Cooley Landing, on the shores of East Palo Alto, has been used and abused over the last century. It was even the San Mateo County dump for a couple of decades. But a local environmental artist is helping community members feel like the site belongs to them now.
On Saturday, Apr. 16, the city of East Palo Alto opens a new community center on this nine acre patch of restored wetlands. Ahead of the big day, a crack cadre of sewing enthusiasts at the East Palo Alto Senior Center has been working on a massive quilt with textile artist Linda Gass.
This is painstaking, detailed work that’s not so easy on aging eyes. Years ago, the Senior Center ladies used to make clothes, drapes and quilts. “My mom did the same, and she taught me,” says 77-year-old Dorothy Lewis. She has lived in East Palo Alto since 1959, and as a child, saw her fair share of sewing parties. “They did their own designs. It was nice watching them all sit around and dip snuff.”
Game to help
As long as Gass is willing to thread the needles, 71-year-old sewing volunteer Carolyn White is more than game to help. “You know what I love about this quilt?” White says. “Everybody can participate in it. To show how we work together as people. It’s a family affair.”
Linda Gass is an environmental artist who has spent much of her career focused on environmental issues. “I’m both an artist and an environmentalist, and I combine the two,” Gass says.
In recent months, Gass has been a resident artist at Cooley Landing, thanks to the Palo Alto Art Center and the Palo Alto Junior Museum & Zoo. She’s spent that time coming up with creative ways to connect locals to a recently restored natural resource on their shoreline. She helped lead art and science workshops last summer, and made five quilts, or “stitched paintings,” as Gass calls them, inspired by Cooley Landing.
“We looked at mud samples under a microscope,” Gass says of the process. “We did drawings, both looking far in the distance, and then looking very close, and drawing the finely detailed things that we saw. We were interested in the contrast between the man-made items here and the natural environment.”

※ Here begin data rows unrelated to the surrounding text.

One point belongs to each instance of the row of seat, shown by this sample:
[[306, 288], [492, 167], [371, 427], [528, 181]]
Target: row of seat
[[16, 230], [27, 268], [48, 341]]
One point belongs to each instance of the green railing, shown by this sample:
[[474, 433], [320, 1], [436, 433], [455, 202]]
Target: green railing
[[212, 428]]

Gass martialed an army of helpers to create a temporary land art installation out of 2,000 blue plastic survey marking whiskers (a tool commonly used by surveyers to plot out construction and other survey sites.) Gass and her collaborators used whiskers to indicate the original San Francisco Bay shoreline before landfill came into the picture.
Community participation is key
Gass is keen to involve community members as active participants in her projects. She wanted the last, biggest quilt produced as a result of her residency to be something collectively created.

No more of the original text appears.